Research: GOK and COLLEAGUES,

Listed in Issue 251

Abstract

GOK and COLLEAGUES, 1. Research Assistant, Hacettepe University Faculty of Nursing, Internal Medicine Nursing Department, Ankara, Turkey; 2. Associate Professor, Hacettepe University Faculty of Nursing, Internal Medicine Nursing Department, Ankara, Turkey; 3. Medical Doctor, Gazi University Faculty of Medicine, Endocrinology Department, Ankara, Turkey conducted an open-label randomized controlled clinical study to assess the effects of aromatherapy massage on neuropathic pain severity and quality of life (QoL) in patients suffering from diabetic neuropathy.

Background

This study aimed to examine the effects of aromatherapy massage on neuropathic pain severity and quality of life (QoL) in patients suffering from painful diabetic neuropathy.

Methodology

This open-label randomized controlled clinical study was conducted in a university hospital endocrine outpatient clinic in Turkey.
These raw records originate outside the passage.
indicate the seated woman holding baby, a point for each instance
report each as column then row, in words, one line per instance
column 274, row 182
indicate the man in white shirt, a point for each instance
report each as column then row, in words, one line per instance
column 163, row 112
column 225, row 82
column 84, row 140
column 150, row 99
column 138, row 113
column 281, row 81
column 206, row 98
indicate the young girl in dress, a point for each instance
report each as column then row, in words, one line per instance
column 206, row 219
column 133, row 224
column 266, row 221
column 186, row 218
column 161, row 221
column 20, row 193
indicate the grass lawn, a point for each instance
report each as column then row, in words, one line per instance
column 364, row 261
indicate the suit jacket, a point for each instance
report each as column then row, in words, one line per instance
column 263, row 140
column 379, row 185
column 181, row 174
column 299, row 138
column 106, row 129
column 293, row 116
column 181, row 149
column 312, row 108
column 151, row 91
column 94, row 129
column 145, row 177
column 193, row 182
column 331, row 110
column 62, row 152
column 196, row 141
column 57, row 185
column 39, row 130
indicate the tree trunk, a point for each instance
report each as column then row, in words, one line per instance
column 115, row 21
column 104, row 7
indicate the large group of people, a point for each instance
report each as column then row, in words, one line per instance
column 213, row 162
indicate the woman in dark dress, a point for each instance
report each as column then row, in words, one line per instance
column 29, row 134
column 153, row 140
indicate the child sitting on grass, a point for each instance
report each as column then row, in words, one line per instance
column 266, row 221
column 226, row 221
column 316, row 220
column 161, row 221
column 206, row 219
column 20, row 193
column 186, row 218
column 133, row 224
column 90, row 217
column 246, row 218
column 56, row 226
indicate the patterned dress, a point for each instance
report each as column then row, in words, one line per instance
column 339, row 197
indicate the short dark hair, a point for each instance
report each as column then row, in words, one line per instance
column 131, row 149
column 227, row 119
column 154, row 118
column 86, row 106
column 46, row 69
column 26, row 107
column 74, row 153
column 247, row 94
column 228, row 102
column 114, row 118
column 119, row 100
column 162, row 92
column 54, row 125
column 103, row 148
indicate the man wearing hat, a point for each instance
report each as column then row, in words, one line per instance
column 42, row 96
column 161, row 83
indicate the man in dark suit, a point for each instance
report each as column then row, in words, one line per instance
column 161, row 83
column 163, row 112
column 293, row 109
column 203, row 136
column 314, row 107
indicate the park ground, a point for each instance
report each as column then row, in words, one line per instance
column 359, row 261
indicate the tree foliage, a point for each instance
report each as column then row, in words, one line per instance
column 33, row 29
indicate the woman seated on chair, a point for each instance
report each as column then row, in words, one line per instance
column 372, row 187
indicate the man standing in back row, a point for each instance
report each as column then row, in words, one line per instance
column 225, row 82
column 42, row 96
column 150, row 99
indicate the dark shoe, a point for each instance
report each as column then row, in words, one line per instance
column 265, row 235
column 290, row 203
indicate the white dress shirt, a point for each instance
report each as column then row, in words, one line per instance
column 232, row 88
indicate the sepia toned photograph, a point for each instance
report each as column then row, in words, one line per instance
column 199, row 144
The study sample consisted of 46 patients, randomly allocated to an intervention group (n = 21) and a control group (n = 25). The intervention group received aromatherapy massage three times per week for a period of 4 weeks. The control group received only routine care. Data were collected from patients using the Douleur Neuropathique questionnaire, the visual analog scale, and the Neuropathic Pain Impact on Quality of Life questionnaire.

Results

Neuropathic pain scores significantly decreased in the intervention group compared with the control group in the fourth week of the study. Similarly, QoL scores significantly improved in the intervention group in the fourth week of the study.

Conclusion

Aromatherapy massage is a simple and effective nonpharmacological nursing intervention that can be used to manage neuropathic pain and improve QoL in patients with painful neuropathy. Clinical Relevance: Aromatherapy massage is a well-tolerated, feasible, and safe nonpharmacological method that can be readily integrated into clinical settings by nursing staff. The essential oils rosemary, geranium, lavender, eucalyptus, and chamomile can be safely used by nurses in the clinical setting, if applicable. However, training and experience of nurses in aromatherapy massage is critical to achieving positive results.

References

Gok Metin Z1, Arikan Donmez A1, Izgu N1, Ozdemir L2, Arslan IE3. Aromatherapy Massage for Neuropathic Pain and Quality of Life in Diabetic Patients. J Nurs Scholarsh. 49(4): 379-388. Jul 2017. doi: 10.1111/jnu.12300. Epub Jun 12 2017.

Comment

The above research demonstrated a significant decrease in neuropathic pain in the treatment group compared with the control group with aromatherapy massage, suggested that may be a clinical intervention to manage pain and improve Quality of Life.